I can also add this: I have a GTX580 and when everything is on Ultra with Anti Deferred at 4x it comsumes almost all of my VRAM. When I put everything to High with Anti Deferred OFF, ANIS 16x, Ambient Off, Motion Blur Off, and Anti Post on High it only consumes 730 on the VRAM. I'll be honest, I really don't see a huge difference between the High settings and the low settings.
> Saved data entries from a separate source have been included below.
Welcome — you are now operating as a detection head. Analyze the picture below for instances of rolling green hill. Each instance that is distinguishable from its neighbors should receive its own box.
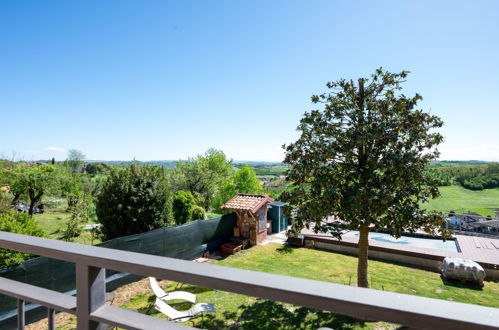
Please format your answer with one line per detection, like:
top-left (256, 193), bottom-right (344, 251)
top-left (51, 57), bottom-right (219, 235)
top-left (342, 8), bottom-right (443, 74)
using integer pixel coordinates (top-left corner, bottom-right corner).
top-left (422, 185), bottom-right (499, 216)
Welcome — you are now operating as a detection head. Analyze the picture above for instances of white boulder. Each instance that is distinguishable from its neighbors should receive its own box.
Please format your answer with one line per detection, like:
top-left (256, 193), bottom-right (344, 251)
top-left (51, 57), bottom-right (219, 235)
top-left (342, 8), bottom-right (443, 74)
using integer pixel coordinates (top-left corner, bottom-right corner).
top-left (442, 257), bottom-right (485, 286)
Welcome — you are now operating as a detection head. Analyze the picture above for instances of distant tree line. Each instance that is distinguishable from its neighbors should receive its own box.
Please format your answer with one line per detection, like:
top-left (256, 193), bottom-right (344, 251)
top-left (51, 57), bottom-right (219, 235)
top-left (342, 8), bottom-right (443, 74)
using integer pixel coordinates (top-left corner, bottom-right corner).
top-left (0, 148), bottom-right (267, 265)
top-left (428, 163), bottom-right (499, 190)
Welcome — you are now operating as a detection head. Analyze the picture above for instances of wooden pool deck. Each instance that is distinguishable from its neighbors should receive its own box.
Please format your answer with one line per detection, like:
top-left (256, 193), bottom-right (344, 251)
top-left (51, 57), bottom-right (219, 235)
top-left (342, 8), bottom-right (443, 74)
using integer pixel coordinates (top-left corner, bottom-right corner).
top-left (301, 228), bottom-right (499, 275)
top-left (456, 235), bottom-right (499, 269)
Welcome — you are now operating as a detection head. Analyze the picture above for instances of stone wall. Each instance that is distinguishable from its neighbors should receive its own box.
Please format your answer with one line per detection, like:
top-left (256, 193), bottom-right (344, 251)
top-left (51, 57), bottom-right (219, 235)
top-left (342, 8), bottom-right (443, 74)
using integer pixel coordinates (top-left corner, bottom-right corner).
top-left (234, 208), bottom-right (268, 246)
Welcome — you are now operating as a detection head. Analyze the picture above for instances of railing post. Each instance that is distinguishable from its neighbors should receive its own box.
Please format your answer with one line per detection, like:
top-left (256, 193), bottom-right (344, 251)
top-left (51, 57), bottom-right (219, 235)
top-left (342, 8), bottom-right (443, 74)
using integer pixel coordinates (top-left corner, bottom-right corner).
top-left (76, 264), bottom-right (106, 330)
top-left (17, 298), bottom-right (25, 330)
top-left (48, 307), bottom-right (55, 330)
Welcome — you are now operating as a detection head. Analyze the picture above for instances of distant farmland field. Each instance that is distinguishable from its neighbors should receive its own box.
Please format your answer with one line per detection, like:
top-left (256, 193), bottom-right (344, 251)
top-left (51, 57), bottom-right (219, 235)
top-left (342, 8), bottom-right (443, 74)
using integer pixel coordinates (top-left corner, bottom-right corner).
top-left (422, 185), bottom-right (499, 216)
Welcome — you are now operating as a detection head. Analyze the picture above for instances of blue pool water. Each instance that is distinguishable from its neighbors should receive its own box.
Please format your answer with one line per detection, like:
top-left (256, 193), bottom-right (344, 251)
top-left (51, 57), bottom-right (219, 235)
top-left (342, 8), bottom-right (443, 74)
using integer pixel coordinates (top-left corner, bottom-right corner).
top-left (342, 231), bottom-right (458, 252)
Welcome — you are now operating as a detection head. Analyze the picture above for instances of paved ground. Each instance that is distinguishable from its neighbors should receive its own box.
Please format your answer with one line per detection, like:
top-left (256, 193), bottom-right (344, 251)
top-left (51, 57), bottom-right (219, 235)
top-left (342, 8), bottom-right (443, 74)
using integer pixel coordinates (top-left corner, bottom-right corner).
top-left (263, 230), bottom-right (288, 245)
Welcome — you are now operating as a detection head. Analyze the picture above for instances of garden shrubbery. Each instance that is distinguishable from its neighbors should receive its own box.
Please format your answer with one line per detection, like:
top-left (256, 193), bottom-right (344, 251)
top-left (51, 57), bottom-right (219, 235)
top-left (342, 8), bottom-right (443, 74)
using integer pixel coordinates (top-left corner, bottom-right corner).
top-left (0, 211), bottom-right (46, 267)
top-left (96, 164), bottom-right (172, 240)
top-left (191, 205), bottom-right (206, 220)
top-left (172, 190), bottom-right (196, 224)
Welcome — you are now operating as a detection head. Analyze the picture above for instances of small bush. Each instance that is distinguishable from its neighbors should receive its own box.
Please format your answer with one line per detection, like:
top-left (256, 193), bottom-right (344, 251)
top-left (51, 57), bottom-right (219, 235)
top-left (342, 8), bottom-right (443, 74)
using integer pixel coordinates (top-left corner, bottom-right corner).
top-left (172, 191), bottom-right (196, 225)
top-left (191, 205), bottom-right (206, 220)
top-left (0, 211), bottom-right (46, 267)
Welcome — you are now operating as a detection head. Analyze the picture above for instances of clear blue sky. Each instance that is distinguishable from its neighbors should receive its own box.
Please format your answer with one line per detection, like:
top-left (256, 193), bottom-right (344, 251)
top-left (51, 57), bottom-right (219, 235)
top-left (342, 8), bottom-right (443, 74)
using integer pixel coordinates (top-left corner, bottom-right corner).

My friend also has the SLI'd Evga GTX 570's and get's stutter and we have been trying to troubleshoot this for about a week. We have tried everything that Google has to offer and notta. Somebody earlier recommended the Evga Bios update... that is new and we'll give it a try. If he play's with just one card the stuttering goes away so it's obviously a SLI thing... which btw I hope it doesn't effect me since I have another GTX 580 on it's way
you know what you are right SLI seems to be the only thing that gets the massive performance hit when you hit the VRAM ceiling on your cards for some reason, i remember before i got my 2nd 560 Ti i could force too high of video settings on my single 560 Ti and while it did not get great frame rates it did perform better than with my SLI setup and the same settings smoothness wise.
the only hardware related thing that i can think of that is the cause of this is that when running SLI your cards in most motherboards are only running in 8x mode rather than 16x when there is only 1 card, this halving of the bandwidth each card can get on the bus combine with the fact that you now have 2 cards that need the same rendering data at the same time and if the game runs out of space to store this data on the video card's RAM it automatically falls back on storing it in system ram until its needed, once needed by the GPU's rather than just having one GPU on a 16x slot calling for the data from system RAM now you have TWO GPU's calling for the same data at nearly the same time with HALF the bandwidth to get it there. so as you can see there are 2 reasons why it could cause massive slowdowns that don't happen with a single GPU. with SLI you need twice the amount of data moved on half the pipe bandwidth or well half to each GPU but same to the CPU because its got the 16x PCI-e controller in it (or your chipset if your not on a sandy bridge cpu)
i think the main problem is the twice the data part. system ram even dual channel DDR3 is quite a bit slower than GDDR5 ram and if a game is forced to do this there will be performance hits due to it anyways but doubling the amount of data needed to be transferred will make a bad situation even worse and i can totally see this being the cause of the major performance hit when this happens.